A short flight takes us to Ahmedabad. A meeting is slated with Narendra Modi, Gujarat's chief minister, in the city's circuit house. Pranab wants Modi to agree to a nation-wide Goods and Services Tax which will replace the current system of VAT taxes. And the BJP leader has been playing hardball.
Pranab's motorcade is treated like a visiting head of state's. Streets have been cleared of traffic. Saluting policemen dot the route. Even pedestrians aren't allowed on the road.
A beaming Modi comes out to greet Pranab at the circuit house: "instead of a bouquet, I would like to offer my `buk' (heart) to you." Pranab smiles cautiously. After all this is a political rival with whom his party will have to contend in the  years ahead.
Pranab promisses he will take care of any losses states run up in implementing GST, a simpler taxation model which businessmen feel will reduce taxes and the government believes will boost revenues for states. But Modi, a seasoned politician, is ambivalent and wants a test pilot project before agreeing. The Gujarat chief minister is the key to a cabal of BJP chief ministers running Chattisgarh, Madhya Pradesh, Uttarakhand and Himachal, coming on board.
Modi uses the example of a successful bus corridor in Ahmedabad compared to an unpopular bus corridor in Congress ruled Delhi. "I accept new things after testing them out." North Block believes the BJP ruled states will ultimately agree but will try stalling as long as long as possible.
"You are not just the finance minister ... you have a lot of influence in all ministries," Modi says as the meeting is coming to an end, presenting a list which seeks arrears in sales tax rebate, money for a notional `loss' on crude royalty because the royalty formula was changed, lower price for natural gas and more gas among other things.
A Pradesh (State) Congress Committee delegation walks in as Modi strides out towards waiting flashlights and TV cameras. Congressmen want to complain to Pranab about Modi's verbal attacks on the Congress and the central government.

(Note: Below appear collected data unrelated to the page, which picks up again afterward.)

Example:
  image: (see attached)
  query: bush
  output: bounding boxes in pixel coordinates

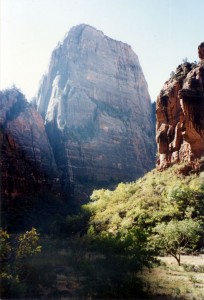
[0,228,42,298]
[83,164,204,267]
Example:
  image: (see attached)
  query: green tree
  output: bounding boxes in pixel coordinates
[15,228,41,259]
[0,229,11,260]
[0,228,41,298]
[154,219,202,265]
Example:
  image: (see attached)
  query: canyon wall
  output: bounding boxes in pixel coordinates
[156,42,204,169]
[36,24,156,200]
[0,88,58,198]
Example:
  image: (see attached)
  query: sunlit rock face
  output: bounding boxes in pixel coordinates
[36,24,156,200]
[0,88,58,197]
[156,42,204,170]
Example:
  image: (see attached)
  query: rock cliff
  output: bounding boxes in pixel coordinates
[0,88,58,198]
[156,42,204,169]
[36,24,156,200]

Its 6 O'clock. But the day is not yet over for the finance minister. The last job of the day is to unveil a bust of Third century BC Indian master-statesman Chanakya, at the local income tax office. Its a lovely piece of sculpture in black stone. As Pranab, who is known to have studied Chanakya's treatise on statecraft `Arthshastra' and quote him in budget speeches, pulls the veil of the bust, a young officer whispers to another "It's this century's Chanakya paying homage to an earlier one."